• defile •
Part of Speech: Noun
Meaning: 1. A gorge or narrow pass that restricts movement to single file. 2. A single-file line.
Notes: The verb, to defile, is quite common but we hear less of the noun, which is totally unrelated and only coincidentally spelled and pronounced identically. (A good example why intuition is not to be trusted in tracing the history of words.) Today's word is a lexical orphan, with no related words currently in use.

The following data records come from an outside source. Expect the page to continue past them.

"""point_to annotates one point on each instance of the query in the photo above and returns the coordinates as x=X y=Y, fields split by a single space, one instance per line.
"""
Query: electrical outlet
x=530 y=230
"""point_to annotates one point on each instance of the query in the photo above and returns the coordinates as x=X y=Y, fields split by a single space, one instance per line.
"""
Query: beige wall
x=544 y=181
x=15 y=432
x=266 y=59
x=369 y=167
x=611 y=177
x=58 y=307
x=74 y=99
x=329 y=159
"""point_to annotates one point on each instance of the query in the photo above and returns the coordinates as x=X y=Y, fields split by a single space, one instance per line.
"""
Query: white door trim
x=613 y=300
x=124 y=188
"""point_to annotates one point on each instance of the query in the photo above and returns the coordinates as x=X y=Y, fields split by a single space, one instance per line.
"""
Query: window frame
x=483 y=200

In Play: Today's word is a good for reducing your linguistic workload. You may reduce the phrase, a single-file line, with four (count them, 4) words by half, using this Good Word, "Would everyone waiting to purchase tickets please form a defile? Thank you." The insinuation of gluttony hanging over the word gorge dissuades me from using it. But then the connotations of defile hardly recommend it, either: "After gorging themselves at the bottom of the defile, the boys then defiled it with their trash." Couldn't we have one completely beautiful word for such a beautiful geological formation?

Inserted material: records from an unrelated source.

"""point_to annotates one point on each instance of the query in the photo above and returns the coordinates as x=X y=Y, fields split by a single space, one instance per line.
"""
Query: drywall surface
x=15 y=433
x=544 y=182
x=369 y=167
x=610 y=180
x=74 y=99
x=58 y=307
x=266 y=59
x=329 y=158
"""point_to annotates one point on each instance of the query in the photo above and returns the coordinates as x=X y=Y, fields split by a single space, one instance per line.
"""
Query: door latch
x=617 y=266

Word History: Today's word comes from French défilé, the past participle of défiler : dé- "away, off" + file "line, file", from Old French filer "to spin a thread, march in order". The root is the same as Middle English filen "to put documents on file", today's file. Ultimately, this root, file, goes back to a PIE root, *gwhi- "a thread", with the metaphorical sense of "threading your way" somewhere. The verb, to defile "to befoul" is an variant of defoul, which French also lent us, influenced by Old English fylan, a variant offoul. Confused? Well, then, you should understand how our Middle English ancestors became so confused that they gave up and began pronouncing the two words identically even though they mean something quite different.